Description automatically generatedAt Johnson, Charlie plans to earn a degree in art education. Her aspiration to teach and mentor elementary-age children comes, in part, from a desire to tap into her own difficult childhood experiences to connect with students who need help.

“When I was a kid, my art teacher used to crumple up my paper if she didn’t like it, or if she thought I could do better,” Charlie recalls. “I want to create a more supportive environment,” she says, noting that art can be a powerful tool to help children express their feelings in appropriate ways.

It’s something she has seen firsthand, working for the last couple of years at an afterschool and summer program in Franklin County.

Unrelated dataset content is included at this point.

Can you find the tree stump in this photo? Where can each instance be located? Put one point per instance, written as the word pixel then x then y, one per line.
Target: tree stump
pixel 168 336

She recalls helping a couple of students who were having significant behavior problems. Charlie worked with them to validate their feelings through art, suggesting that they draw how they were feeling. “By the end of the year, they were both getting along better with their classmates, not yelling at the teachers, and even helping other students who were having bad days,” she says.

“I can see myself in them. And you can really notice the improvement once you know the issue and can start working through it.”

Charlie’s art is brightening things up at NVU Johnson as well; she’s hung several of her pieces in campus buildings. “Art helps me express myself, and other people enjoy it too. That’s how art is supposed to be. One day my students will get that, too.”

Charlie says she’s doing well in her classes, though she did miss some time this fall when an autoimmune disorder flared up, perhaps due to the stress of breaking off what turned out to be a tumultuous relationship with her boyfriend. She’s grateful to be at college, where she can find support, be it academic, wellness-related, or simply the company of her suitemate, who has become a close friend. “Everyone watches out for each other. This campus is my home and my safe space,” Charlie says.

“It’s nice having freedom, and being able to do what I have to do for me. I’ve worked hard to get where I’m at. This is what I’ve wanted since I was a child, since that experience in my elementary-school art class. Now I’m here, and it’s actually happening. I can’t let anything compromise that.”